Quando Deng, che ha 32 anni, ha deciso di incontrare il venditore insieme a suo padre, l’uomo non le ha fornito né il suo nome completo né l’indirizzo dell’allevamento. Si erano dati appuntamento in città, e da lì si erano spostati in una casa privata, alla cui porta li attendevano dieci omaccioni. In una piccola gabbia, all’interno, erano stipati 20 cuccioli di labrador. Solo uno di loro si muoveva. Il padre di Deng è entrato.

“Ci hanno detto, ‘Abbiamo perso un sacco di tempo a farvi venire qui per i cani, adesso dovete comprarli per forza’,” mi ha spiegato Deng. “‘Abbassiamo il prezzo, a quanto volete comprarli?’”

Due minuti dopo, il padre di Deng teneva in braccio l’unico cucciolo in grado di muoversi. L’hanno chiamato Dongguan—”melone invernale”, un frutto che nella tradizione cinese porta fortuna—e hanno lasciato all’allevatore circa 280 euro.

“Pensavo di potergli dare una vita migliore,” mi ha detto Deng.

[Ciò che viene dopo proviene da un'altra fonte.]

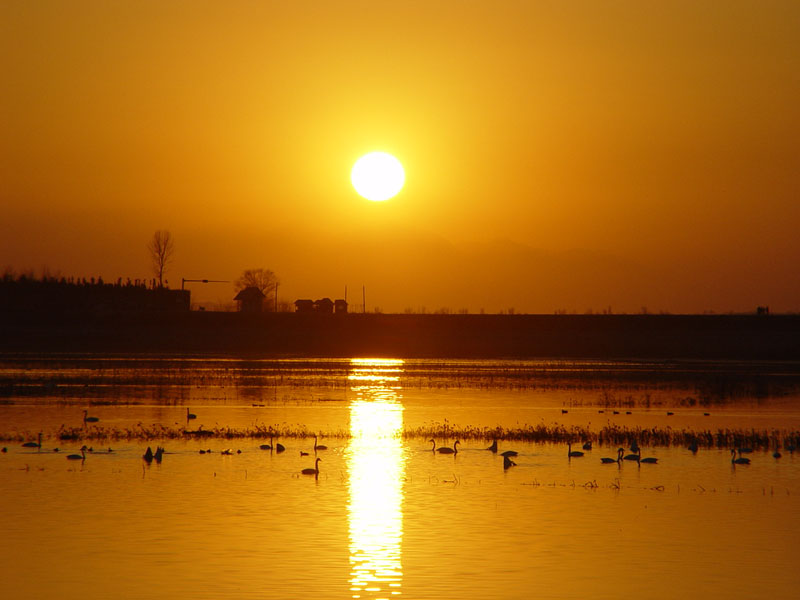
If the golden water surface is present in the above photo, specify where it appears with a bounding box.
[0,359,800,600]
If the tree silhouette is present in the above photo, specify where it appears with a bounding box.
[147,229,175,287]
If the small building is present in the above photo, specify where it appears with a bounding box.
[294,299,314,313]
[314,298,333,315]
[234,285,266,313]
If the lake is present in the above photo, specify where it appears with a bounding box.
[0,355,800,600]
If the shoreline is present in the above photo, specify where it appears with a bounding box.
[0,311,800,360]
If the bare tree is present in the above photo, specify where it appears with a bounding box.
[233,269,280,306]
[147,229,175,287]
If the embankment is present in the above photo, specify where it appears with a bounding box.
[0,312,800,360]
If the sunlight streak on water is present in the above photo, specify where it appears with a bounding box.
[347,360,405,599]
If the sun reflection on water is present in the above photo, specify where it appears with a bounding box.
[347,359,405,599]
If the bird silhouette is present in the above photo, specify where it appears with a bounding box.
[67,446,86,460]
[638,449,658,465]
[22,432,42,450]
[300,457,322,476]
[600,448,625,465]
[436,440,461,454]
[731,448,750,465]
[567,443,583,458]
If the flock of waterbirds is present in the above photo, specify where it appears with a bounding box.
[0,408,796,477]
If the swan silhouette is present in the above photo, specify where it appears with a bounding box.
[67,446,86,460]
[436,440,461,454]
[567,443,583,458]
[731,448,750,465]
[622,446,641,462]
[22,431,42,450]
[300,457,322,475]
[600,448,625,465]
[637,448,658,465]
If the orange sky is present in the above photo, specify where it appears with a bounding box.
[0,0,800,313]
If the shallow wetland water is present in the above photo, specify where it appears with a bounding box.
[0,357,800,600]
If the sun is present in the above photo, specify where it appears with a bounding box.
[350,152,406,202]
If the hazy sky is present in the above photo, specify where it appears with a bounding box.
[0,0,800,313]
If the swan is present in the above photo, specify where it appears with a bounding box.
[567,443,583,458]
[22,432,42,450]
[638,449,658,465]
[67,446,86,460]
[600,448,625,465]
[300,457,322,475]
[731,448,750,465]
[436,440,461,454]
[622,446,642,462]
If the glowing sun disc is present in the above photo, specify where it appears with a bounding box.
[350,152,406,202]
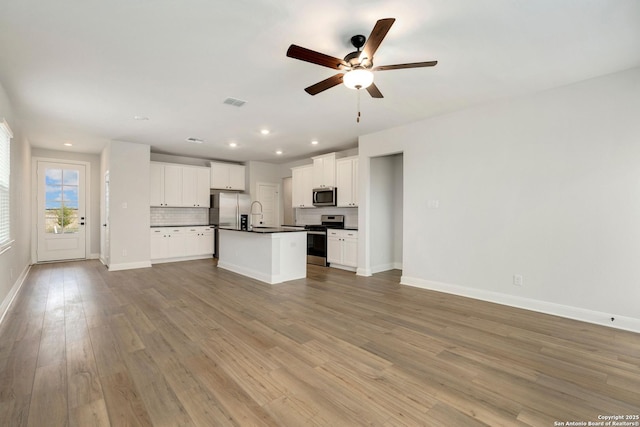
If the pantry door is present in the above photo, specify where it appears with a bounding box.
[37,161,87,262]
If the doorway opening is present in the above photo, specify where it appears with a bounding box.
[369,153,404,273]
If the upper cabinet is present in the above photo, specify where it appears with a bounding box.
[313,153,340,188]
[182,166,210,208]
[211,162,245,191]
[336,157,358,208]
[291,165,314,208]
[149,162,209,208]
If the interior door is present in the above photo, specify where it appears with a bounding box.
[37,161,87,262]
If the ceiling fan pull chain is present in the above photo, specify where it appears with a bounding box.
[356,89,360,123]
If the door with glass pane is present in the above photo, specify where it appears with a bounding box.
[37,161,86,262]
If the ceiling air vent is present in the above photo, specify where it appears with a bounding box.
[222,98,247,107]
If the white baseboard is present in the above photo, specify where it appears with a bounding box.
[109,261,151,271]
[151,254,213,264]
[329,262,357,272]
[356,267,373,277]
[400,276,640,332]
[0,265,31,324]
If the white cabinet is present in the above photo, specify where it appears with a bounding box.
[151,227,185,261]
[151,226,215,264]
[336,157,358,208]
[327,229,358,271]
[182,166,210,208]
[184,227,215,257]
[149,162,209,208]
[149,162,182,206]
[291,165,314,208]
[312,153,336,188]
[210,162,245,191]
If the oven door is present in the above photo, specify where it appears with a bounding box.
[307,231,327,266]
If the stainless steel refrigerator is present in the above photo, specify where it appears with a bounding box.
[209,192,251,257]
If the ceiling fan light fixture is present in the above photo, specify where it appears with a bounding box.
[342,68,373,89]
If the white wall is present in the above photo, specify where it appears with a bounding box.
[359,68,640,330]
[0,85,31,319]
[31,147,100,258]
[102,141,151,271]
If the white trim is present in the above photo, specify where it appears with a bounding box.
[0,265,31,325]
[109,261,151,271]
[400,276,640,332]
[0,239,16,255]
[356,268,373,277]
[0,117,13,139]
[31,157,92,264]
[151,254,213,265]
[329,262,357,273]
[371,262,402,274]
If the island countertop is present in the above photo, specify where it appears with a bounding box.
[219,227,307,234]
[218,227,307,285]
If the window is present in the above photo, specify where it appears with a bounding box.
[0,120,13,250]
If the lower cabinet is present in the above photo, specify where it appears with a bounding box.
[327,229,358,271]
[151,226,215,264]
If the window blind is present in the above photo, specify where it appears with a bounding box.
[0,120,13,246]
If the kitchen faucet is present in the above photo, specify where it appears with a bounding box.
[250,200,264,224]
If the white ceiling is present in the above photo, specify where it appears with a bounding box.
[0,0,640,162]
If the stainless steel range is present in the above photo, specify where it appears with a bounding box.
[304,215,344,266]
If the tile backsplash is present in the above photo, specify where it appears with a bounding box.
[151,208,209,227]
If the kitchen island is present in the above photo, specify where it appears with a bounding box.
[218,227,307,285]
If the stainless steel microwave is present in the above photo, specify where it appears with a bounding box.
[313,187,338,206]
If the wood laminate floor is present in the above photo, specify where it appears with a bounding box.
[0,260,640,427]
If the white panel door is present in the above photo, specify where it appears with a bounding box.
[37,161,87,262]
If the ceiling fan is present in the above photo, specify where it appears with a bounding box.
[287,18,438,98]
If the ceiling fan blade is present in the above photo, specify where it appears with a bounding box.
[371,61,438,71]
[305,73,344,95]
[367,83,384,98]
[360,18,396,62]
[287,44,348,70]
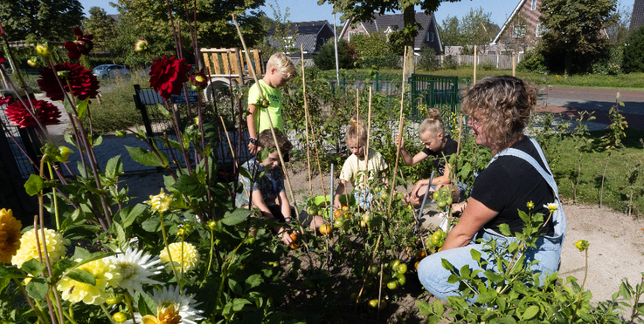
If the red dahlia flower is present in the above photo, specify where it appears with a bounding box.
[149,55,190,100]
[190,69,208,90]
[5,99,60,128]
[37,63,99,100]
[65,26,94,60]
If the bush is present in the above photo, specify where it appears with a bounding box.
[622,26,644,73]
[360,54,400,69]
[418,45,440,71]
[313,39,355,70]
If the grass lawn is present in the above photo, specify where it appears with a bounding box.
[553,130,644,214]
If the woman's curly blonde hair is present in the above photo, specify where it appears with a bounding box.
[461,75,537,151]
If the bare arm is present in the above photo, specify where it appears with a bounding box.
[246,105,259,154]
[333,179,347,208]
[441,197,499,251]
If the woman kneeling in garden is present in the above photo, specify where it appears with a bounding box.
[418,76,566,301]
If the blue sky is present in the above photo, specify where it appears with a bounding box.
[80,0,634,26]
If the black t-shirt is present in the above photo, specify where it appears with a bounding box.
[423,137,458,176]
[471,137,555,236]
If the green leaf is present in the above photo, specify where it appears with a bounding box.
[25,174,45,196]
[221,208,251,226]
[20,259,45,276]
[141,217,161,233]
[125,145,168,168]
[26,277,49,300]
[244,273,264,291]
[520,305,539,321]
[499,223,512,236]
[416,301,432,316]
[228,278,244,296]
[76,97,89,119]
[233,298,250,312]
[105,154,123,178]
[66,269,96,286]
[173,174,206,198]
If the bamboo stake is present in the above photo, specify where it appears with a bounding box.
[387,46,407,217]
[219,116,252,199]
[231,14,308,239]
[473,45,476,83]
[300,43,314,197]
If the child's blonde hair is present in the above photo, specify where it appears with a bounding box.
[266,53,297,80]
[418,108,445,136]
[347,116,367,145]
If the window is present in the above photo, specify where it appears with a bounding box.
[512,25,525,38]
[536,24,548,37]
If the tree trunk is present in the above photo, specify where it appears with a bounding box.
[403,5,416,80]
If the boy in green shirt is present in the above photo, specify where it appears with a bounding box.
[246,53,296,154]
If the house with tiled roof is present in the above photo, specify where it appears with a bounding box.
[490,0,545,54]
[338,12,443,55]
[628,0,644,32]
[268,20,333,58]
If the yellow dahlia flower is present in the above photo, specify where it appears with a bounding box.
[159,242,200,272]
[11,228,66,268]
[144,188,172,213]
[56,258,121,305]
[0,208,22,263]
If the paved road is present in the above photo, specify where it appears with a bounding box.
[538,87,644,129]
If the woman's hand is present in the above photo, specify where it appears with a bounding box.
[395,134,405,150]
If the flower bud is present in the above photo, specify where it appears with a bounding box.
[56,146,74,163]
[56,70,69,79]
[36,44,51,57]
[27,56,40,69]
[134,39,148,53]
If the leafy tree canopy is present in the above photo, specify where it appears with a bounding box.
[0,0,84,41]
[539,0,618,72]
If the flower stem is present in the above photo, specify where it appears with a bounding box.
[101,303,117,324]
[123,292,136,324]
[159,212,183,295]
[47,162,60,231]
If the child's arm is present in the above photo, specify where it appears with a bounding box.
[396,134,427,166]
[333,179,347,208]
[246,104,259,154]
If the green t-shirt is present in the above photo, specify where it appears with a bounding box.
[248,80,284,136]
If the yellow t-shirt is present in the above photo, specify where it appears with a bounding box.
[248,80,284,136]
[340,149,387,189]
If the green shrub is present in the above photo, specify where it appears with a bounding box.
[313,39,355,70]
[360,54,400,69]
[622,26,644,73]
[83,71,148,133]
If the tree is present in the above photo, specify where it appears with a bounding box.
[318,0,459,78]
[83,7,116,52]
[622,26,644,73]
[313,39,353,70]
[116,0,266,66]
[438,15,467,52]
[0,0,84,41]
[539,0,617,74]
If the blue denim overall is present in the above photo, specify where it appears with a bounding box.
[418,137,566,303]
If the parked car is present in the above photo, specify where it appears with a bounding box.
[92,64,130,79]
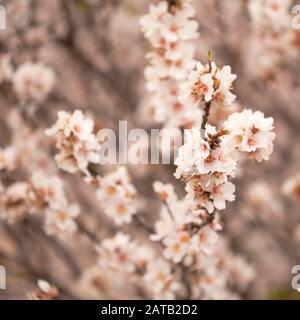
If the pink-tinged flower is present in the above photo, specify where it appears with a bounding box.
[224,110,275,161]
[69,110,94,141]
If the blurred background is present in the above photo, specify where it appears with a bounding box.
[0,0,300,299]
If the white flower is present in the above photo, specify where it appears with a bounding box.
[13,62,55,102]
[45,110,101,175]
[69,110,94,141]
[210,182,235,210]
[163,232,191,263]
[45,111,71,137]
[178,62,236,106]
[224,110,275,161]
[153,181,177,203]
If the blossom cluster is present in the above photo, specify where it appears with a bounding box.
[0,171,79,235]
[96,166,138,225]
[151,181,221,265]
[97,232,180,299]
[178,61,236,107]
[46,110,100,175]
[175,62,275,213]
[140,0,201,128]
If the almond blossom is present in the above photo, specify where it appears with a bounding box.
[46,110,100,175]
[96,166,138,225]
[140,0,201,128]
[178,62,236,107]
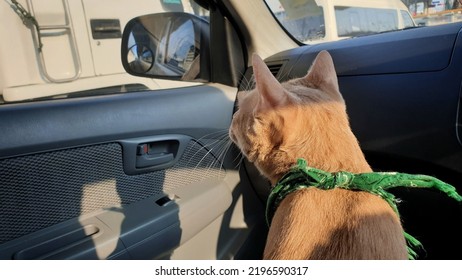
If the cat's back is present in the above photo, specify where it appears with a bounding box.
[264,188,407,259]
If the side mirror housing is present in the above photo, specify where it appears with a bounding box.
[121,12,210,82]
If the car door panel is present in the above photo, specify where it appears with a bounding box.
[0,85,261,259]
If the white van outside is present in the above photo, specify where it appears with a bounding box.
[0,0,204,104]
[266,0,415,44]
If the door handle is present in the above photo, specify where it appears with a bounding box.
[136,140,179,168]
[136,153,175,168]
[119,134,193,175]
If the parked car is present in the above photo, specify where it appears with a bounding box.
[0,0,462,259]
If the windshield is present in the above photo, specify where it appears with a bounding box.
[265,0,452,44]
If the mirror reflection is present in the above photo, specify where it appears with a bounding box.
[122,13,206,80]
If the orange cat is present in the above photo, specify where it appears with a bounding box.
[229,51,408,259]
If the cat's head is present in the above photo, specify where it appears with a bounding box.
[229,51,368,183]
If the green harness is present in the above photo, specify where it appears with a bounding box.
[266,159,462,260]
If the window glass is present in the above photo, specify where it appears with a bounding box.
[334,6,398,37]
[401,11,415,28]
[265,0,462,44]
[0,0,209,104]
[269,0,326,42]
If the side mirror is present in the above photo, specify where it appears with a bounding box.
[122,12,210,81]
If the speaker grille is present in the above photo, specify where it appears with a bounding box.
[0,141,225,244]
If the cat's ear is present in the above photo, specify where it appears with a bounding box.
[252,54,286,110]
[305,51,339,91]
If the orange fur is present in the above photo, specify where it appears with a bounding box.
[229,51,407,259]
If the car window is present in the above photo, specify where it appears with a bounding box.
[265,0,462,44]
[0,0,209,104]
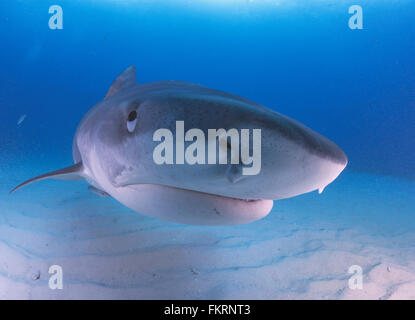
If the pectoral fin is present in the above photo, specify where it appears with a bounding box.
[10,162,83,193]
[88,186,110,197]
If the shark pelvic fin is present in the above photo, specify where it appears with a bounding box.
[10,162,83,193]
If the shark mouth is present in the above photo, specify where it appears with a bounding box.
[11,162,273,225]
[116,184,274,225]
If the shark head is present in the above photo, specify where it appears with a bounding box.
[11,66,347,225]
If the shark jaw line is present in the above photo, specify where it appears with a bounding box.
[124,183,271,202]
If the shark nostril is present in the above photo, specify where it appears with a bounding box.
[127,110,137,121]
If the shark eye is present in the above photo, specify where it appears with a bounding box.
[127,110,137,133]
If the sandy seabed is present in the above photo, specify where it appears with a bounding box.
[0,164,415,299]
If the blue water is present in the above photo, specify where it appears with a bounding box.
[0,0,415,298]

Un mese dopo, Dongguan è morto di tosse canina, nonostante Deng abbia speso più di 1.000 euro in cure veterinarie. Ora Deng dovrà aspettare sei mesi prima di poter comprare un altro cane, perché il suo appartamento è a rischio infezione.

Dopo la morte del cane, Deng e i suoi amici hanno scritto un post per condividere la loro esperienza. Deng ha anche richiamato l’allevatore, facendo finta di avere un amico interessato a comprare un cane. A quel punto l’uomo le ha detto il suo nome e l’indirizzo del luogo dove sono tenuti i cuccioli. Deng ha registrato la conversazione e ha intenzione di fornire tutte le informazioni alla polizia. Tuttavia, non crede che avrà mai indietro i soldi che ha speso. Mi ha detto che è così che si comprano i cani in Cina. In più, il venditore sembra essere sparito da Taobao.

“Vorrei solo che venisse da me a chiedermi scusa,” mi ha detto Deng. “Non voglio i soldi. Voglio solo che gli allevamenti e i mercati canini illegali vengano chiusi.”